行き止まりを背にして二人は歩き始める。都織は俯くルビに気付かないふりをして、歌うように話し出す。
「まずは最初に、これはわたしの知ってること。ねえ、知ってる?昔の世界は石と土でできていたの」
「石と土⁉」
ルビがかつてつけられた訓練の中で何度となく通った風景だ。砂けぶる乾いた大地をさすらって、時々湧き出る澄み切った泉。「それって、わたしの見ていた世界」
「にも似ているかもしれない。けどもっとやわらかだった。粒子が大きいんだ。水と牛乳のような違い」
「それは……あんまりよくわからない」
あれほどミルクを飲んでいたのに、と内心笑ってしまいながら、それを抑えて都織はルビと手をつなぐ。
「……今度ゼリーを一緒に作ろうか」
「うん」
ルビは今、二人ですることなら、ほとんどなんでも楽しみだと思えた。
「そしてね、そこに、尖ったもので線を引いて物を教えたの」
「わたし、知ってる。色のつく石を拾ったことがある。それでものを教えたの?」
「そうらしいよ」
「それって変だし、途方もない……」
ルビは都織の指を強く握り、立ち止まる。都織は柔らかい声音で撫でるように言った。
「急にびっくりさせたかな」
「した……けど、この途方もなさを、これから触るんだ」
突如湧いてきた実感は、意志と土のビジョンから、強いイメージを喚起する。今踏みしめるアスファルトの下にも土があり、息づくものたちや水が存在する―そのことと同じくらい、突き上げるようで、力強く、新鮮だ。世界が開けていく、視界が自分の後ろまで広がっていくような心地がした。それを何かにしたいと思うのに、口を開けば出てくるのは違う言葉だった。
「わたしはそれをしてみたいかもしれない」
「あなたが口にしたことを寿ぐよ」
まるで何もかもが見えているような言葉だった。
「どうやらわたしはそれがすこしできるようだからね」
「うん、ありがとう」
そうして歩みは再開された。あるいは、ここからようやく始まったのかもしれなかった。風の強い日で、ルビは頬を叩く自分の髪が痛かった。

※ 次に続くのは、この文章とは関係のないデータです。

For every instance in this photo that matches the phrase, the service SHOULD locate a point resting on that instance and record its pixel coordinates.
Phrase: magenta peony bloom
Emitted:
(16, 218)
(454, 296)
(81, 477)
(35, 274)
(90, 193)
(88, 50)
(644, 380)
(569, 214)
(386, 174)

手を繋いでホームセンターに行き、ゼラチンを買う。レジゲートをくぐりながら「新しいカセットはいいの」とルビは問うた。『メディケイト』を含むポピュラーなカセットは、今じゃどこでも手に入る。光の当たる場所で買ったカセットなんてロクに持っていなかった都織でも、もし望めば今この場で装着することができる。
「いや、やめておく」
「必要だと思うときに買えばいい。今ルビとゼリーを作るのには必要がないから。」
ひとつの『非常用』袋をふたりで下げて、ルビと都織は、一番重要だったものだけが失われたアパートに帰る。多分、ボウルとエプロンくらいはあるはずだ。―かつて都織が誰かと使ったものが、追いやられて取ってあるはずだった。今は、それだけしか必要なものはなかった。
途中、すれ違ったのは小さな花屋のワゴンだ。「最新式の青い銃だよ―黄色い花が咲く、本物の平和の銃だ」その言葉にルビは振り返る。つぼみが込められた青く長い銃がバケツにたくさん挿さって売られていた。